I've been in love with my former high-school teacher for five years. We grew close when I was a student, but nothing physical happened. I'm now an adult, and we talk frequently (and rather flirtatiously) on the phone. I would pursue him if he weren't married, with a family. Now I just need to admit my feelings to him and ask what his intentions ever were. I refuse to believe that he finds our constant chats to be completely innocent, and I don't think I can go on without telling him how crazy he's making me.
--Smitten
When somebody at a cocktail party asks the guy "What do you do?" his answer isn't supposed to be "My former students."
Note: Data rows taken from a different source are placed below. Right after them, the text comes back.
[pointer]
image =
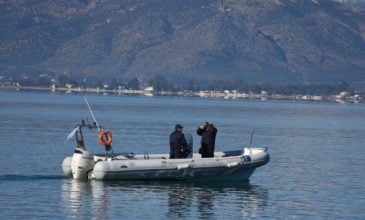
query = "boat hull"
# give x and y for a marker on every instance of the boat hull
(225, 166)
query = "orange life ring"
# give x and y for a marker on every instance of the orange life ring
(105, 138)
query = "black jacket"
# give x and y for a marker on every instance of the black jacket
(178, 145)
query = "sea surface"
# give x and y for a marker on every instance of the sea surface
(316, 171)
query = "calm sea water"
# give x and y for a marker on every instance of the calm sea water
(317, 167)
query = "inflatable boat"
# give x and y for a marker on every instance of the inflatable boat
(235, 165)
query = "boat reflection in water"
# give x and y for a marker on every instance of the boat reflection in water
(169, 199)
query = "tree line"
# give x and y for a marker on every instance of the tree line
(160, 83)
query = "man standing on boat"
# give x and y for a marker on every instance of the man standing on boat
(208, 133)
(178, 144)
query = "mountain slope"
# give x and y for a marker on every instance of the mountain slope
(255, 41)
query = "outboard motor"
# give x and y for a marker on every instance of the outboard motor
(66, 166)
(82, 163)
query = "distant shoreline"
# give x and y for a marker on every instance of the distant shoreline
(342, 97)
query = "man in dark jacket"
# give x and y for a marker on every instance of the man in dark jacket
(178, 144)
(208, 133)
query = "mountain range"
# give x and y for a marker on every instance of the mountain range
(276, 41)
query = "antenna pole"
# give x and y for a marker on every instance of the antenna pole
(92, 114)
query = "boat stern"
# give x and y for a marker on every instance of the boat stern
(82, 163)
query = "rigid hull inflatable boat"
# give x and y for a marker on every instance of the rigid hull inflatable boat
(234, 165)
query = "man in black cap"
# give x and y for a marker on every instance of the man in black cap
(208, 132)
(178, 144)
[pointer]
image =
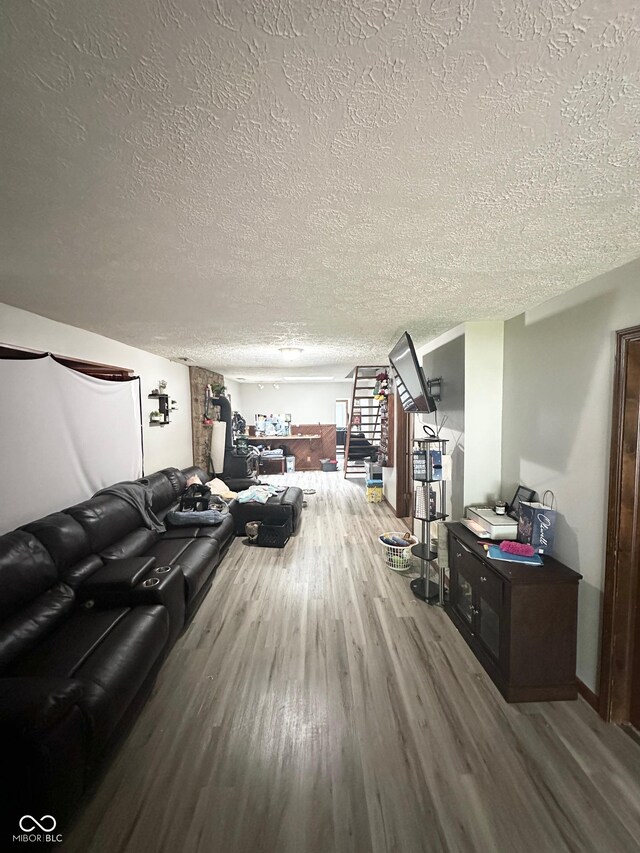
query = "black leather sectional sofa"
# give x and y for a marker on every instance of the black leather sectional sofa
(91, 600)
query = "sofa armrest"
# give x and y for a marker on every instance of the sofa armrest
(30, 705)
(115, 577)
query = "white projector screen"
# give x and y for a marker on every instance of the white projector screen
(63, 436)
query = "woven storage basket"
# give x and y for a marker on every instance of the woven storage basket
(398, 557)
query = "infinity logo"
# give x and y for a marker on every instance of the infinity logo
(29, 827)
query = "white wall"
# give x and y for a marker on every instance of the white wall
(483, 357)
(307, 402)
(234, 391)
(163, 446)
(557, 405)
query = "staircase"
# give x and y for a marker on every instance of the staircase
(364, 419)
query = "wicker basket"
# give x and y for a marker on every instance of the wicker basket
(398, 557)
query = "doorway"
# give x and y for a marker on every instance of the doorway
(620, 656)
(404, 473)
(342, 419)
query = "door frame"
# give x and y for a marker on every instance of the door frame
(404, 474)
(622, 573)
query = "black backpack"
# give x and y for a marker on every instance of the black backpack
(195, 499)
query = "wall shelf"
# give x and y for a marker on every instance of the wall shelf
(163, 408)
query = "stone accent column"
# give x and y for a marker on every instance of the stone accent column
(199, 379)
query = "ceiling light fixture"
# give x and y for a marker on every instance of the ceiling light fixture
(290, 352)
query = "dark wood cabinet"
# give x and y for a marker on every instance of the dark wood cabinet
(519, 620)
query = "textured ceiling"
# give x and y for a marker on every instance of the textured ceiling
(217, 178)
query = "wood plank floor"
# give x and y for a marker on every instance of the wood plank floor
(315, 706)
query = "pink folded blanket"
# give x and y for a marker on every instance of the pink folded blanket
(518, 548)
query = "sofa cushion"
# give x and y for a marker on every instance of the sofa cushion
(26, 570)
(63, 537)
(134, 544)
(196, 557)
(114, 674)
(106, 518)
(79, 572)
(27, 628)
(75, 640)
(33, 704)
(220, 532)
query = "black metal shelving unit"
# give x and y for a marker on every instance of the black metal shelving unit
(429, 502)
(163, 408)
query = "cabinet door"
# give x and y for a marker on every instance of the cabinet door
(489, 591)
(463, 580)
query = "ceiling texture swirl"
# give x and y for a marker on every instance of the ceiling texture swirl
(215, 179)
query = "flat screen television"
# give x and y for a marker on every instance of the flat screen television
(410, 380)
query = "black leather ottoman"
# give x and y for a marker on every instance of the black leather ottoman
(285, 505)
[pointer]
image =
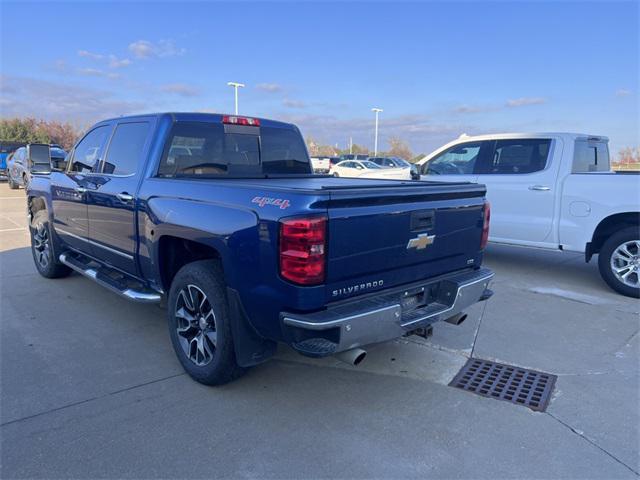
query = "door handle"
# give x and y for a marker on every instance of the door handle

Sure, you're now an adult. Unfortunately, he's still a husband. But never mind that; you've got feelings clawing to get out. And that is a problem. James Pennebaker, who researches emotional expression, explains that "actively holding back or inhibiting our thoughts and feelings can be hard work." It causes a lot of tension -- which is uncomfortable, making you long to release your pent-up feelings. In other words, a crushing need to be "honest" isn't necessarily courageous or noble. It's the psychological version of needing to pee.
As for how Mr. Homeroom feels, probably like a guy whose wedding vows are supposed to trump "hot for teacher." Luckily, there's a simple way to avoid the impulse to tell him "how crazy" he's making you: Cut off all contact. No doubt, it can be a highly rewarding thing for a teacher when his life is changed by a student -- except if that change is from happily married daddy to miserably separated dude living in his kids' backyard playhouse.